CHAPTER VI--A MOUNTAIN TOWN IN FRANCE {5} A FRAGMENT 1879 Originally intended to serve as the opening chapter of 'Travels with a Donkey in the Cevennes.'
Le Monastier is the chief place of a hilly canton in Haute Loire, the ancient Velay. As the name betokens, the town is of monastic origin; and it still contains a towered bulk of monastery and a church of some architectural pretensions, the seat of an arch- priest and several vicars. It stands on the side of hill above the river Gazeille, about fifteen miles from Le Puy, up a steep road where the wolves sometime pursue the diligence in winter. The road, which is bound for Vivarais, passes through the town from end to end in a single narrow street; there you may see the fountain where women fill their pitchers; there also some old houses with carved doors and pediment and ornamental work in iron. For Monastier, like Maybole in Ayrshire, was a sort of country capital, where the local aristocracy had their town mansions for the winter; and there is a certain baron still alive and, I am told, extremely penitent, who found means to ruin himself by high living in this village on the hills.
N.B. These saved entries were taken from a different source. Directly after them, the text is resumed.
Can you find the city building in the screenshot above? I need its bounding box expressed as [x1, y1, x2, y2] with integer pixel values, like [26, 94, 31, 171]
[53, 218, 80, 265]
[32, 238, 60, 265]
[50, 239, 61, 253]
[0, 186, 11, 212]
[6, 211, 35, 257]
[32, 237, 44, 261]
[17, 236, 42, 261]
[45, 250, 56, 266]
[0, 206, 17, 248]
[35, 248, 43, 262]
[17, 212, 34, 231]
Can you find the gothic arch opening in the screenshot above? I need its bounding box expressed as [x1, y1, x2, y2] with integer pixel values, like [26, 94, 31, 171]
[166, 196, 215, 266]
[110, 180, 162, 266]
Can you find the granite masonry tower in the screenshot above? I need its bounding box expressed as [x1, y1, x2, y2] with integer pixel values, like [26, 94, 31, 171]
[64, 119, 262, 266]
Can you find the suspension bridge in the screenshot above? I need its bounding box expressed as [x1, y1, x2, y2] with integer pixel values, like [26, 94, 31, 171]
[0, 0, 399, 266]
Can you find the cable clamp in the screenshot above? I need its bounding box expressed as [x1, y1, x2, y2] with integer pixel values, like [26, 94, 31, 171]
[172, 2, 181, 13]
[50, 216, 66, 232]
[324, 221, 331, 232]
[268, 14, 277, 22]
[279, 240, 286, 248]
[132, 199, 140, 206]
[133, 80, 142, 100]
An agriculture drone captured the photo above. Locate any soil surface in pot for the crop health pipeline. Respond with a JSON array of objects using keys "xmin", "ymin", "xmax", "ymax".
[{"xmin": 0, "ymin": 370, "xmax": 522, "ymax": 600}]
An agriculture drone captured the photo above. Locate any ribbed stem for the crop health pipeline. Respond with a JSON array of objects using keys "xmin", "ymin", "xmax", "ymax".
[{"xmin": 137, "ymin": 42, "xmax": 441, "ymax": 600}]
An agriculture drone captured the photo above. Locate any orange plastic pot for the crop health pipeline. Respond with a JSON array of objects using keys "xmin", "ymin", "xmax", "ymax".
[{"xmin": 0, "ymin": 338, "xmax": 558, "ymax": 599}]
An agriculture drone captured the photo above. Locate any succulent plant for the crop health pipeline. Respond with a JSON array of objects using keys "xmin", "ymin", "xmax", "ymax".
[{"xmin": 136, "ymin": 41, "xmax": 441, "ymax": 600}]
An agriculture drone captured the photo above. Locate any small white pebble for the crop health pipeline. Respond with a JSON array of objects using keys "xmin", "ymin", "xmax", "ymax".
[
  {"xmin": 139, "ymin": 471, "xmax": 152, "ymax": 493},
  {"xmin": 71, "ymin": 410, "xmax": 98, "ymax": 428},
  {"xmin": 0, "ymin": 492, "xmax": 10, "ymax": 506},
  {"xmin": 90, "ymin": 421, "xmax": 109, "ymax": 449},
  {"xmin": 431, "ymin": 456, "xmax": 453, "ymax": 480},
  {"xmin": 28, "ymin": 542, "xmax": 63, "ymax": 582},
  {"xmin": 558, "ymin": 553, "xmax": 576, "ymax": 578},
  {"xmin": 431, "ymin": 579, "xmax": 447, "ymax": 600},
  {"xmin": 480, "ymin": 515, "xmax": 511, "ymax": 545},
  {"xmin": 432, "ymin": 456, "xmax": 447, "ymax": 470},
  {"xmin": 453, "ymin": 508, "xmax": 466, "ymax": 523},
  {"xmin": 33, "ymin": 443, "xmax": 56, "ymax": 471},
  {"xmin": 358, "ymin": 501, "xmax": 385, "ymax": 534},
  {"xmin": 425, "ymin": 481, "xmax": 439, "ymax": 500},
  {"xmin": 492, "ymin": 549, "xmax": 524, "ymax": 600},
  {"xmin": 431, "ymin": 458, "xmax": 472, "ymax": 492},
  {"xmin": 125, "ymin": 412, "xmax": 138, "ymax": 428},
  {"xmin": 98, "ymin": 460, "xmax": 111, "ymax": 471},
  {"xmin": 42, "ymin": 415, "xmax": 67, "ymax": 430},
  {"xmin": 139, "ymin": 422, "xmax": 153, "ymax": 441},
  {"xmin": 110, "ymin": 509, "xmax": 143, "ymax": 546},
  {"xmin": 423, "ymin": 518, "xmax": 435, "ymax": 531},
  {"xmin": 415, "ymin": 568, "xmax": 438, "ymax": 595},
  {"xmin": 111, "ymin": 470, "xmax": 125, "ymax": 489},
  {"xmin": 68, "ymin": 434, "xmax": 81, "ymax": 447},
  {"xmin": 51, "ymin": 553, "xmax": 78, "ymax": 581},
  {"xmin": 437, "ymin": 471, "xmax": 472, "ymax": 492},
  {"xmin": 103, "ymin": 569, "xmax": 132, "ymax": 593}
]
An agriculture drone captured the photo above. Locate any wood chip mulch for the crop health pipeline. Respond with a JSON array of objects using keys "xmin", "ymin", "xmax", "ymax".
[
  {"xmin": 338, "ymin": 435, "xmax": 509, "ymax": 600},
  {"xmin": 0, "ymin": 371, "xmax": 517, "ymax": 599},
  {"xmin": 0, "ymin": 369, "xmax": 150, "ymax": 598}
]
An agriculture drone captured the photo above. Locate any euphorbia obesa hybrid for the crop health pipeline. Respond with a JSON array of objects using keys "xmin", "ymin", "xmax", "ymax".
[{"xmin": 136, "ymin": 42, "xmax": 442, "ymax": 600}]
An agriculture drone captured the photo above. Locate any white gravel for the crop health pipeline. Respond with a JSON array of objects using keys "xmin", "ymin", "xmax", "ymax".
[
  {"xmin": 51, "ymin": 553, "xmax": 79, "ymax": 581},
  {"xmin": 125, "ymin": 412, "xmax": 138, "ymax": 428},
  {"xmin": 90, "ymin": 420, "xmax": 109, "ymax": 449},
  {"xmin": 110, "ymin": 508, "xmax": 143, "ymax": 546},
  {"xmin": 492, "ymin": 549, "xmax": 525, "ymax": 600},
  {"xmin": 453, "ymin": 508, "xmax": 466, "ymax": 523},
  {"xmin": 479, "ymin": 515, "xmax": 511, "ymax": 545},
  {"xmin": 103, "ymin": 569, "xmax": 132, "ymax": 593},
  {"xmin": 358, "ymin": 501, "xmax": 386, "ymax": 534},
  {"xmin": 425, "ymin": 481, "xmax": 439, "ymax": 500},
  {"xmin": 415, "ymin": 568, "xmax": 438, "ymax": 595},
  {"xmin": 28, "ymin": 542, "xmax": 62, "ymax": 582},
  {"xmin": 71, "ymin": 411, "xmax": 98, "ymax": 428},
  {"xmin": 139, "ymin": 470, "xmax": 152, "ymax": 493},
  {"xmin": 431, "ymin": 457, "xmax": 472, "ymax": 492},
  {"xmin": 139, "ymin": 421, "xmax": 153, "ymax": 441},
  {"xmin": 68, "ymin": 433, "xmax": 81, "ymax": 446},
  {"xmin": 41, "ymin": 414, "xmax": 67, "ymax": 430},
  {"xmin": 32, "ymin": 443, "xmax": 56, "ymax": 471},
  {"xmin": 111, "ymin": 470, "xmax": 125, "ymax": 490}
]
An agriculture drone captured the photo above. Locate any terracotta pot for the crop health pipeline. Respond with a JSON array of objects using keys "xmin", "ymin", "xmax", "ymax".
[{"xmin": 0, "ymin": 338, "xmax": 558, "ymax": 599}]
He certainly has claims to be considered the most remarkable spendthrift on record. How he set about it, in a place where there are no luxuries for sale, and where the board at the best inn comes to little more than a shilling a day, is a problem for the wise. His son, ruined as the family was, went as far as Paris to sow his wild oats; and so the cases of father and son mark an epoch in the history of centralisation in France. Not until the latter had got into the train was the work of Richelieu complete.
It is a people of lace-makers. The women sit in the streets by groups of five or six; and the noise of the bobbins is audible from one group to another. Now and then you will hear one woman clattering off prayers for the edification of the others at their work. They wear gaudy shawls, white caps with a gay ribbon about the head, and sometimes a black felt brigand hat above the cap; and so they give the street colour and brightness and a foreign air. A while ago, when England largely supplied herself from this district with the lace called torchon, it was not unusual to earn five francs a day; and five francs in Monastier is worth a pound in London.